B) For certain values of Y, there is a large number of observed values one
side of the regression line, and some or very few outliers far away on the
If this happens only at the extremes of the Y distribution, i.e. for very
high or very low values, where few cases appear anyway, do not worry much.
If that happens in the middle part of the Y range, start worrying.
This has nothing to do with the distribution of Y or the distribution of the
IV by themselves. They may or may not be normally distributed.
Besides the requirement that residuals are [approximately] normally
distributed about the regression line, regression requires also that the
variance of the residuals distribution is the same for all values of Y.
Differences in this variance for different values of Y is called
heterokedasticity (equal variances is homokedasticity). The average residual
(in absolute value) should be approximately the same for all values of Y to
avoit heterokedasticity. Suppose the DV is income; this means that your
average error in predicting income should be more or less the same for small
and for large incomes. In the case of incomes this is not likely when you
deal in dollars (you would err by more when the income is larger), and that
is one reason to transform income into the logarithm of income.
The other reason for using log income is not statistical but economic: in
economic terms the effect of income on the behavior of people is concerned
with proportional increases in income rather than with absolute increases
(10% more income would have similar effects no matter if you earn $10,000 or
$50,000, whereas an increase of $1,000 would have different effects
depending on your income level). In other cases this is not necessarily
true.
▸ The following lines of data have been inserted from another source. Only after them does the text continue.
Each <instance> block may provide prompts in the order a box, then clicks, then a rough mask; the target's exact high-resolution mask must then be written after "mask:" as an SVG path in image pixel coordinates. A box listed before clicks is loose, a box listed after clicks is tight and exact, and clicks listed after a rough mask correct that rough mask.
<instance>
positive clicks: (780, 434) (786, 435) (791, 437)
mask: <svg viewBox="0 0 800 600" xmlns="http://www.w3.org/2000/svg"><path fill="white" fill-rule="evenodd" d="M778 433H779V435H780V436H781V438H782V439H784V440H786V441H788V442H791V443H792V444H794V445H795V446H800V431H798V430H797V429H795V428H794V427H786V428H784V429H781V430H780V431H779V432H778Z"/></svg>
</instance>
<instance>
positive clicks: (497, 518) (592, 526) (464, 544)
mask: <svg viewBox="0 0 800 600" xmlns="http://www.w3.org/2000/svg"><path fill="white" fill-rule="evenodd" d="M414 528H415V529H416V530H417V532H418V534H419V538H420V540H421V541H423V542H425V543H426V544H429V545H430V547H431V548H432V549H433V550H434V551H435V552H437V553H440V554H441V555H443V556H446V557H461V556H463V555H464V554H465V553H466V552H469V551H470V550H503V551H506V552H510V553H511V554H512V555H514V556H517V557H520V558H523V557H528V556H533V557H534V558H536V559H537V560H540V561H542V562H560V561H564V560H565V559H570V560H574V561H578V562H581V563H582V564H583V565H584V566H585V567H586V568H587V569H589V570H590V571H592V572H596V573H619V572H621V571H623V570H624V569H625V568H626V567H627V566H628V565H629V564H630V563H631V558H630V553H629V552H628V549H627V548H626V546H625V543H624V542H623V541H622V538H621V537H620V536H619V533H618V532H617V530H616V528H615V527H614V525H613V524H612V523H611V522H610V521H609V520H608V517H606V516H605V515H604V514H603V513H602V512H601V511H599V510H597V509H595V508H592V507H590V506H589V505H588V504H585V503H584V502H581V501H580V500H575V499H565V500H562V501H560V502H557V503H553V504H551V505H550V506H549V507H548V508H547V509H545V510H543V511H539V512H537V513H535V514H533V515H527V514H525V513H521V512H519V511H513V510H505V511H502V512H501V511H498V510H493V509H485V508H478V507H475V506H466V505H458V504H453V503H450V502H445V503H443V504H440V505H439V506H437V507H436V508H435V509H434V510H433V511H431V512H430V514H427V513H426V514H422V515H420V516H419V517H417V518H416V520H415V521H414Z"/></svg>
For instance, the extra energy you need in your heater or air
conditioner in order to increase room temperature by 10 degrees is
approximately the same no matter if initial temperature is 30 or 70 degrees
F. The effect on your budget of increasing temperature by 10 degrees is
(largely) independent of initial temperature, and so you should construct
your model with the absolute amount of energy, not the logarithm.